Contexte : Le Centre Carter était accrédité par l’ISIE afin d’observer les élections et a déployé, à cet effet, 85 observateurs qui ont visité 380 bureaux de vote et centres de compilation des résultats dans l’ensemble des 27 circonscriptions de Tunisie. La mission a été dirigée conjointement par Hina Jilani, avocate auprès de la Cour Suprême et militante des droits de l’homme pakistanaise, Audrey Glover, avocate des droits de l’homme et ambassadeur britannique, et l’ambassadeur Mary Ann Peters. Plus de 26 nationalités différentes étaient représentées dans la délégation. L’observation des élections présidentielles en Tunisie était la 99èmemission internationale d’observation du Centre Carter.

Le Centre est présent en Tunisie depuis 2011, et a observé les élections de l’Assemblée nationale constituante en 2011, ainsi que le processus d’élaboration de la constitution qui a abouti à l’adoption de cette dernière en janvier 2014. La mission d’observation électorale a été lancée en juin 2014 avec le déploiement de dix observateurs de longue durée à travers le pays ainsi qu’une équipe d’experts basée à Tunis. Le Centre demeurera en Tunisie pour observer le processus final de compilation des résultats ainsi que la phase de contentieux électoral. Une mission d’observation sera également envoyée pour un éventuel deuxième tour à la fin de décembre.

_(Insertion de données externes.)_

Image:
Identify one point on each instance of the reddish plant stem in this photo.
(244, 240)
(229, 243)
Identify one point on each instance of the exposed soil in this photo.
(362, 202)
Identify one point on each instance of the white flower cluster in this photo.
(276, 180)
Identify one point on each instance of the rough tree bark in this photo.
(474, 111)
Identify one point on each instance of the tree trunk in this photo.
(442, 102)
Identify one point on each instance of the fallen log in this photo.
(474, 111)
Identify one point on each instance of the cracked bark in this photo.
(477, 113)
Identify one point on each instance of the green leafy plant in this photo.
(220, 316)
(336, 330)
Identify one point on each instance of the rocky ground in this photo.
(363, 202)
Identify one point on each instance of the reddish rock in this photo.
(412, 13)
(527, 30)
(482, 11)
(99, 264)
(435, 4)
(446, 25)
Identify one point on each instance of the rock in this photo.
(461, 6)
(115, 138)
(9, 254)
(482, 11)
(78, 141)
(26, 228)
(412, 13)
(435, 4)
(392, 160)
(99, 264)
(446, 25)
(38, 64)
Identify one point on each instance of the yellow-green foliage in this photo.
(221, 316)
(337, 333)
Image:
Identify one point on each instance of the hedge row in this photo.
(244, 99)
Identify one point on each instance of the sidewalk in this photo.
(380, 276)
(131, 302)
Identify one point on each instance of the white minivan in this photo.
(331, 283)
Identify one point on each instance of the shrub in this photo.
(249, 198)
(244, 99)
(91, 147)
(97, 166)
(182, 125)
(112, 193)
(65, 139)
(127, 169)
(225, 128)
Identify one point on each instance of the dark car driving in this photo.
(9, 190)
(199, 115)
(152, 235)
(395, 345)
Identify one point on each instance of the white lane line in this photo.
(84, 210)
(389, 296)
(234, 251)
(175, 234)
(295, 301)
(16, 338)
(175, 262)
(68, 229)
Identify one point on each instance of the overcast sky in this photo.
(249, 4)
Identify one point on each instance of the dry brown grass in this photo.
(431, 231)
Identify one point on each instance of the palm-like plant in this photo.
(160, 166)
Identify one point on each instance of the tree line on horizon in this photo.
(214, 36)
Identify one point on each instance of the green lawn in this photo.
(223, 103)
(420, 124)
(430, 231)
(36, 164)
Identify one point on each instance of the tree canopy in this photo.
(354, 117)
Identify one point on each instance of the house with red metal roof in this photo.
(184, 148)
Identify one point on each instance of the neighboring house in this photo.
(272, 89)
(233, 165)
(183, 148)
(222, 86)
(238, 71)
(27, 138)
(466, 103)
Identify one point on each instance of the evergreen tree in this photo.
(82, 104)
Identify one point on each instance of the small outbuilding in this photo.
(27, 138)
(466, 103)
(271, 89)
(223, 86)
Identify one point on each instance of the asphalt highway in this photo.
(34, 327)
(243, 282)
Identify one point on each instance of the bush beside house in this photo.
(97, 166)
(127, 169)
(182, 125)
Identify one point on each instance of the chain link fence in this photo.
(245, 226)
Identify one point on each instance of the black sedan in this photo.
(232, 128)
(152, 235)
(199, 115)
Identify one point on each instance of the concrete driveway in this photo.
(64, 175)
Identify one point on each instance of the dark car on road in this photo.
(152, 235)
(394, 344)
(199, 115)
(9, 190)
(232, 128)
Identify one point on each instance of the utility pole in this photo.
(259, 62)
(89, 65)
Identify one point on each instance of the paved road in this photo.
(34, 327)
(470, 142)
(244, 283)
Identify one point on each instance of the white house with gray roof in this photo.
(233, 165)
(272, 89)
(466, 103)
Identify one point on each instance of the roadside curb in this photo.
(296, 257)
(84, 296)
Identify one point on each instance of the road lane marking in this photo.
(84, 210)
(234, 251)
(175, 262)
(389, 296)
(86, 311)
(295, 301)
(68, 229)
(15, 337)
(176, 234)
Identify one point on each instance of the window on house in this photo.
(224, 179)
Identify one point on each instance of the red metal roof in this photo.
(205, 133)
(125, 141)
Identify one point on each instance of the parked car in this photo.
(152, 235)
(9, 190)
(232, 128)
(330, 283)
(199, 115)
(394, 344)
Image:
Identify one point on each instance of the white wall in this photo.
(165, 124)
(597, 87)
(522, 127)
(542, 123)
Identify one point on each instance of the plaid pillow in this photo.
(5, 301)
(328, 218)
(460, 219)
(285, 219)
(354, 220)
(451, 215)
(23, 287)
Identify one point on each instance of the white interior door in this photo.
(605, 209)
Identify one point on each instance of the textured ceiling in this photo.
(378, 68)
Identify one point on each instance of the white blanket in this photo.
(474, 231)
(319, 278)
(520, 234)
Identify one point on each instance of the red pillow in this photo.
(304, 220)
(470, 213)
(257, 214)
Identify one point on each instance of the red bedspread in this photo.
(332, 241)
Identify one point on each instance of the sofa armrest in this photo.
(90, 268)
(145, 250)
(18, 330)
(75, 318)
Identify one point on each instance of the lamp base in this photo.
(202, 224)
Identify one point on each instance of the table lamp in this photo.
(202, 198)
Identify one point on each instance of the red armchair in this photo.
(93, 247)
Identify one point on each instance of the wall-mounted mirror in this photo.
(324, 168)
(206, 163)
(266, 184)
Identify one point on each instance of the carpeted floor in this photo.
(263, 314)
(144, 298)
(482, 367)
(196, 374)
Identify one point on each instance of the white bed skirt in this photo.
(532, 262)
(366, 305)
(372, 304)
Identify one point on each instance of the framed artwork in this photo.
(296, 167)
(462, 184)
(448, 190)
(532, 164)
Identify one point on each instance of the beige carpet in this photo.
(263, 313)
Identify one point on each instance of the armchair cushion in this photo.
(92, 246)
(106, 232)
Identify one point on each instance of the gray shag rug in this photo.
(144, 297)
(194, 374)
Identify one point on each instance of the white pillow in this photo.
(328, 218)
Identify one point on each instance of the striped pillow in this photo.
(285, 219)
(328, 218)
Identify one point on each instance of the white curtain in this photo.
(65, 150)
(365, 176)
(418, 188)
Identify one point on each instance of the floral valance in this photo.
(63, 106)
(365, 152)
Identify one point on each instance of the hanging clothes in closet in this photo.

La mission d’observation du Centre Carter en Tunisie a pour objectif de fournir une évaluation impartiale de la qualité du processus électoral, de promouvoir un processus inclusif pour tous les Tunisiens et de manifester son appui à la transition démocratique. L’évaluation du processus électoral se fait sur la base du cadre juridique national ainsi que des obligations internationales de la Tunisie relatives à la tenue d’élections démocratiques réelles.

La mission d’observation du Centre Carter est menée conformément à la Déclaration des principes pour l’observation internationale électorale ainsi que le Code de Conduite adopté par l’ONU en 2005 et entériné actuellement par 49 organisations.